Convulsiones, acontecimientos sociales y políticos que, al igual que ocurrió tres décadas antes en Rusia, irrumpieron en la cinematografía italiana operando una ruptura radical con la producción anterior, es decir con la de un cine de propaganda y alienación, de pretendida intemporalidad y de alejamiento de la realidad. Lo que se llamó el cine de “Teléfonos Blancos”.
Crítico con su tiempo
En aquel momento histórico se trataba pues de volver a la realidad (de ahí el apelativo neorrealismo) en la que se desarrollaba la sociedad italiana. A esa tarea se dedicaron con gran entusiasmo, pero con escasos medios económicos y técnicos, el católico militante antifascista Roberto Rossellini, el idealista Vittorio De Sica y los marxistas Luchino Visconti y Giuseppe De Santis, quienes, entre otras películas, dirigieron “Roma, ciudad abierta” (1945), “Ladrón de bicicletas” (1948), “La tierra tiembla” (1948) y “Arroz amargo” (1949). Obras maestras imperecederas que marcaron un antes y un después en el cine transalpino, y que, pese a la muerte prematura del movimiento neorrealista (década 1950), influyeron en la obra cinematográfica de nuevas generaciones con su rica enseñanza: ser testigos críticos de su tiempo.
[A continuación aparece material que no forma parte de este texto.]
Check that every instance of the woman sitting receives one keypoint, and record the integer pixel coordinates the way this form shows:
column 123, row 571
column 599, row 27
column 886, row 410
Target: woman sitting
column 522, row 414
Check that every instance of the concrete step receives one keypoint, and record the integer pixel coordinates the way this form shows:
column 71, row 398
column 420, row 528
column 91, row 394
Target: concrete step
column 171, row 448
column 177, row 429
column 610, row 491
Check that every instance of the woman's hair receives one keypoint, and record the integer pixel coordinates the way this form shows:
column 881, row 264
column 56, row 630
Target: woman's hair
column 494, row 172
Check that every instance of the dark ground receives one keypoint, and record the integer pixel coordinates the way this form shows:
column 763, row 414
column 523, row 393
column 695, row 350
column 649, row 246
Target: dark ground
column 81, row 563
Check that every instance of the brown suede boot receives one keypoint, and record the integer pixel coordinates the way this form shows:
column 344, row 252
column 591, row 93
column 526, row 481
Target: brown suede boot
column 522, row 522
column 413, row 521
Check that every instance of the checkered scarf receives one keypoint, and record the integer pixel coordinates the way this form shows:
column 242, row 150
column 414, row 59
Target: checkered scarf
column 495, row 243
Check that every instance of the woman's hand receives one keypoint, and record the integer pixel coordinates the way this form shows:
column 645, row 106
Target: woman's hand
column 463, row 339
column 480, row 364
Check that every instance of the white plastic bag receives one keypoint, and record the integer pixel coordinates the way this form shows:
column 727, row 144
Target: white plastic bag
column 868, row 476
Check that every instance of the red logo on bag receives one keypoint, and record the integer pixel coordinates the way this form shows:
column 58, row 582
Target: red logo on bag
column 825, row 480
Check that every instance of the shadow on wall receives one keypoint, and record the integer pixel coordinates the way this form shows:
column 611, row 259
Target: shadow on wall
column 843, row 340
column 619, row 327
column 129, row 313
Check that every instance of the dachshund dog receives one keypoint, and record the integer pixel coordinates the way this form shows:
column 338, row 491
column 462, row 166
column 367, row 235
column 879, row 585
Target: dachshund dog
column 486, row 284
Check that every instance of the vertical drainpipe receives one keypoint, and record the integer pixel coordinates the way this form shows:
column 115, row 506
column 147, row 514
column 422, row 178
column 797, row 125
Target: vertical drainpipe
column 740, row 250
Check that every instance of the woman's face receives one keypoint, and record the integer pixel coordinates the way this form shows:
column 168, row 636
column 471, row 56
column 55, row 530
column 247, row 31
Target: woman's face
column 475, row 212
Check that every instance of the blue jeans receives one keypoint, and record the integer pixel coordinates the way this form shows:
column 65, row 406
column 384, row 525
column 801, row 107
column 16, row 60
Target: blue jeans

Fue el caso también de Ettore Scola (Trevico, 1931-Roma, 2015), director, guionista y militante comunista que entendió el cine como un medio más para transformar la realidad, en este caso a partir de la toma de conciencia del espectador. Sin estereotipos reductores ni demagogias gratuitas, sino abordando todas las aristas de las historias narradas y de sus complejos personajes. Para ello recurrió a los más diversos géneros cinematográficos: comedia, drama, documental, humor negro, drama social, drama histórico, etc., con películas como “Nos habíamos amado tanto” (1974), una sugerente reflexión sobre las renuncias que se hacen en la vida y sobre el conformismo político e intelectual; “Brutos, feos y malos” (1976), una comedia negra sobre la miseria que rodea a las grandes urbes; o “La noche de Varennes” (1982), crónica de la huida del rey Luís XVI en plena Revolución francesa de 1789, por citar algunos ejemplos de su extensa filmografía.
Sin embargo, yo seguiré conmoviéndome cada vez que, en aquella “Jornada Particular” (la mejor película de Ettore Scola), asista al encuentro entre Antoinetta y Gabriele (inolvidables Sophia Loren y Marcello Mastroianni) en el que encontraron la ternura del amor, la embriaguez de la cultura y la belleza de unas vidas truncadas por la bestia parda del fascismo. Y eso no podrá impedirlo la muerte del gran cineasta italiano, porque la vigencia de su cine siempre perdurará.